Taking a quick look at the source in Src/exec.c:
execve(pth, argv, newenvp);
// [...]
if ((eno = errno) == ENOEXEC || eno == ENOENT) {
// [...]
if (ct >= 2 && execvebuf[0] == '#' && execvebuf[1] == '!') {
// [...]
(pprog = pathprog(ptr2, NULL))) {
[1] https://sourceforge.net/p/zsh/code/ci/29ed6c7e3ab32da20f528a...
[2] https://sourceforge.net/p/zsh/code/ci/29ed6c7e3ab32da20f528a...
I don't have fish installed and can't be bothered to go that far, but I suspect they're right about that as well.
https://github.com/torvalds/linux/blob/v6.17/fs/binfmt_scrip...

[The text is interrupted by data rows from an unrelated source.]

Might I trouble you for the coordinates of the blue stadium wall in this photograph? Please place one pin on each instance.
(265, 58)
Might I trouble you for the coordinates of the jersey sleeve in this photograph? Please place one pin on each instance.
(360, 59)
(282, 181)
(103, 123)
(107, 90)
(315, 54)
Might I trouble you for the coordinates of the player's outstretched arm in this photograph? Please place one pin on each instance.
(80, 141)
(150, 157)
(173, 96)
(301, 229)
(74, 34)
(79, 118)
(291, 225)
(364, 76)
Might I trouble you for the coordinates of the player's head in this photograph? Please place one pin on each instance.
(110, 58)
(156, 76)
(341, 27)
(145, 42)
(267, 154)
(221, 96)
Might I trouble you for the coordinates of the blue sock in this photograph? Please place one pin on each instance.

I think it makes it to calling open_exec but there's a test for BINPRM_FLAGS_PATH_INACCESSIBLE, which doesn't seem relevant since 'bash' isn't like '/dev/fd/<fd>/..', but does provoke an ENOENT.
https://github.com/torvalds/linux/blob/v6.17/fs/exec.c#L1445
Maybe someone else can explain it, I'd enjoy the details, and ran out of steam.